Emerging shipping companies and shipping giants are facing fierce competition

According to foreign media reports, a “freight rate war” is currently taking place on the Asia-to-U.S. West Coast route. Emerging shipping companies, which have recently joined the trans-Pacific route, are offering lower prices to attract market share, forcing established shipping companies to reduce their rates to retain customers.

According to this week’s report from Linerlytica, although the rate for shipping from Shanghai to the U.S. West Coast was $5,955 per 40FT container on August 23, down nearly 10% from the previous week, the actual rate was MORE lower than that.

Linerlytica stated, “Some smaller shipping companies and emerging players that have just entered the market are slashing rates significantly to increase volumes, forcing their larger competitors to lower prices as well.”

One of these emerging companies on the trans-Pacific route is TS Lines, which recently joined the U.S. West Coast route (AWC) operated by Singapore’s SeaLead Shipping.
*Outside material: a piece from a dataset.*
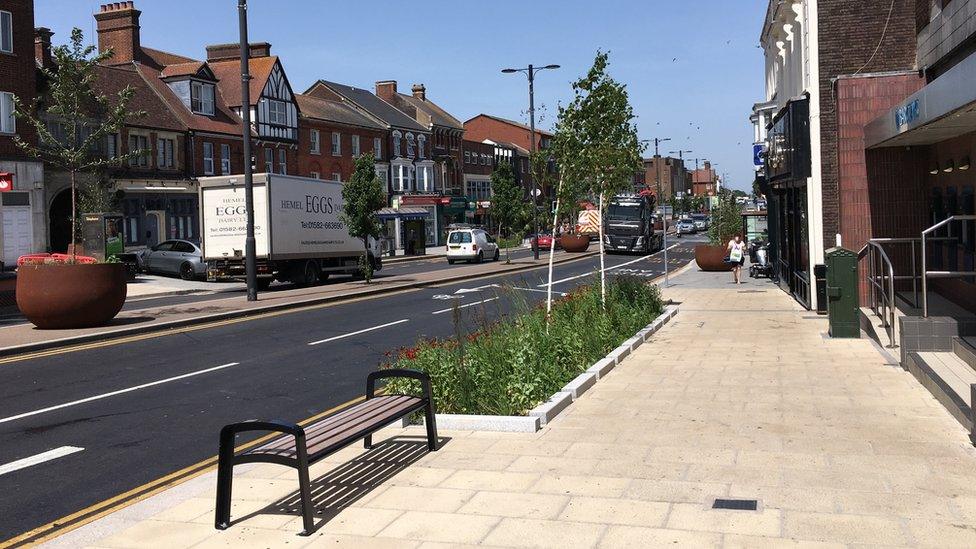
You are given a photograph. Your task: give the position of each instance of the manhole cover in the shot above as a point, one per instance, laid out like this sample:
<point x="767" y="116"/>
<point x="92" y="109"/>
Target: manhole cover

TS Lines has also launched an independent Asia-to-U.S. West Coast service (AWC2), connecting ports like Nansha, Shekou, Kaohsiung, Xiamen, and Long Beach.

In addition, the company recently placed orders with Chinese shipyards for two 14,000 TEU methanol-ready container ships and two 7,000 TEU container ships, marking the first time TS Lines has ordered 10,000+ TEU ships. These ships aim to increase capacity and competitiveness and will be deployed on the trans-Pacific or Far East-South America routes once delivered.
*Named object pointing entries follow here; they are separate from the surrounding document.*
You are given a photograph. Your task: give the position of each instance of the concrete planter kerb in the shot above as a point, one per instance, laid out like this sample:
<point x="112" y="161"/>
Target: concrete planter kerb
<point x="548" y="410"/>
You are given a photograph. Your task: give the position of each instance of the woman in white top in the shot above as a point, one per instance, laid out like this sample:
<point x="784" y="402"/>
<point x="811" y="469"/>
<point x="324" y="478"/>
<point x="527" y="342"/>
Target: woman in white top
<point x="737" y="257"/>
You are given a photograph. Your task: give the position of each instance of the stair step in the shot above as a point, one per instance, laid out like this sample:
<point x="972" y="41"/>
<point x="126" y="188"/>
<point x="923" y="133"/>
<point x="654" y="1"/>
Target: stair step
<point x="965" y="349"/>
Another emerging player on the trans-Pacific route is Hede (Hong Kong) International Shipping, which also increased its capacity on the China-to-U.S. West Coast route this month. The company chartered two 2,700 TEU vessels, the “Pona” and “Posen,” for three and a half years, signaling its commitment to this route.

Hede (Hong Kong) International Shipping was established by Tangshan Port Industrial Group’s subsidiary, Tangshan Port Hede Shipping Co., Ltd., in Hong Kong, focusing on international container liner services. The company entered the trans-Pacific route market in March, launching a Shanghai-to-Los Angeles service.

Notably, Hede’s U.S. West Coast express service, launched in March, includes delay compensation clauses, with a promise that, for customers applying for quick release services on the first voyage, containers can be picked up two hours after docking. For delays over 24 hours, the company will compensate $1,000 for each additional hour.

Linerlytica indicated that the outlook for the next month is mixed. Shipping companies hope to boost the market by moving goods from the U.S. East Coast before port workers strike in October.

Meanwhile, brief railway strike in Canada did not cause significant port congestion, although Pacific Northwest ports are still struggling to handle the increased inbound rail freight volume.

However, as shippers divert containers to avoid strikes on the U.S. East Coast, there are signs of declining vessel utilization on the Asia-to-U.S. East Coast route. This may help shipping companies raise rates on the Asia-to-U.S. West Coast route in September, even though they failed to do so this month.